GPU synchronization threadfence()

I tried to implement the GPU synchronization method introduced by " On the Robust Mapping of Dynamic Programming onto a Graphics Processing Unit " (http://synergy.cs.vt.edu/pubs/papers/xiao-icpads2009-gpu.pdf). The method is very similar with the code sample on p. 111 of Programming Guide Version 2.3.1.

I employed the synchronization function given by Figure 7 of the paper in my kernel, and it worked correctly when the dimension of the matrix was smaller than 256256. However, when the dimension of the matrix is 256256 or greater, the program seems to never stop. So I wrote a very easy function to test the synchronization function, in which 1 is added to each element of the matrix in each iteration. It couldn’t work either, when the dimension of the matrix is increased.

I have attached my code and hope someone could help. Thanks a lot.

BTW: GPU1.cu contains the main function. Device_MatrixUtilities.cu includes the synchronization function device void __GPU_sync(int goalVal), the kernel global void Test(float *U) and other related functions. The file header.h contains the definition of the dimension of the matrix, block and grid.
header.h (413 Bytes)
Device_MatrixUtilities.cu (1.73 KB)
GPU1.cu (1.86 KB)

your code has race condition

// GPU synchronization function (one dimension)

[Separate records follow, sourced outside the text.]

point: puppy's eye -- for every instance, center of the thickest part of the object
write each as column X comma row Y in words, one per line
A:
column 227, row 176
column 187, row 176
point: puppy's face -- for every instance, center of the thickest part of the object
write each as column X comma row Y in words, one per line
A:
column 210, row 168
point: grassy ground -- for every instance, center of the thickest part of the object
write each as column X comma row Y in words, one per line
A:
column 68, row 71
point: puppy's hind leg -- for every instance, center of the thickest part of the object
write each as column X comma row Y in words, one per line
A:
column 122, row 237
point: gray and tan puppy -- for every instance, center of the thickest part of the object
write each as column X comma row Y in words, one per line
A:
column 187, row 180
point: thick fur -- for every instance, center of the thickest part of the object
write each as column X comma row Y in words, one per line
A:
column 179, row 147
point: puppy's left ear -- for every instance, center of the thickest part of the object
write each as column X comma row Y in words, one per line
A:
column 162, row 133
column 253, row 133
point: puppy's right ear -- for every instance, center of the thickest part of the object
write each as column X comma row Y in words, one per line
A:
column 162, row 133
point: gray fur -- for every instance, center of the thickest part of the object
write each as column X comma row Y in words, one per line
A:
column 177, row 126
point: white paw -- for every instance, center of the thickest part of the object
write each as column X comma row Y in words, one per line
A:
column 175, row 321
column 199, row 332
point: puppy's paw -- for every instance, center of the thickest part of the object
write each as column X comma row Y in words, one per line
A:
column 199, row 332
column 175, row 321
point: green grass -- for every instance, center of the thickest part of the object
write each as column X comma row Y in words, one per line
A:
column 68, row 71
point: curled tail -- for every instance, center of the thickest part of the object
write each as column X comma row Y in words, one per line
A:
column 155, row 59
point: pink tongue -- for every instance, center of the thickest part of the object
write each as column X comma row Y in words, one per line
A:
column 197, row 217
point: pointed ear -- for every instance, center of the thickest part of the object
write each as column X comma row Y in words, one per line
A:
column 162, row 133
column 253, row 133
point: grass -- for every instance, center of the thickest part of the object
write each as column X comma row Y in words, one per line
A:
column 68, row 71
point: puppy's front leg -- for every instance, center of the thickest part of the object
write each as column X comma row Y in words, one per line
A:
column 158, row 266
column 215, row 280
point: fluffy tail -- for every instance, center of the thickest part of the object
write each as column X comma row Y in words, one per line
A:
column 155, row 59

__device__ void __GPU_sync(int goalVal)

{

	//thread ID in a block

	int tid = threadIdx.x;

	// memory flush to all threads

	__threadfence();

	// only thread 0 is used for

	// synchronization

	if ( tid == 0) 

	{

	   atomicAdd (( int *)& g_mutex,1);

	   

	   // only when all blocks add 1 to g_mutex , will it be equal to goalVal

	   while ( g_mutex != goalVal )   // how to make sure g_mutex is what you want

	   {

		 // Do nothing

	   }

	}

	__syncthreads();

 }

try

__device__ void __GPU_sync(int goalVal)

{

	//thread ID in a block

	int tid = threadIdx.x;

	// memory flush to all threads

	__threadfence();

	// only thread 0 is used for

	// synchronization

	if ( tid == 0) 

	{

	   int old_val = atomicAdd (( int *)& g_mutex,1);

	   

	   // only when all blocks add 1 to g_mutex , will it be equal to goalVal

	   while ( old_val != goalVal )

	   {

		 // Do nothing

	   }

	}

	__syncthreads();

 }

Thanks a lot for your great help!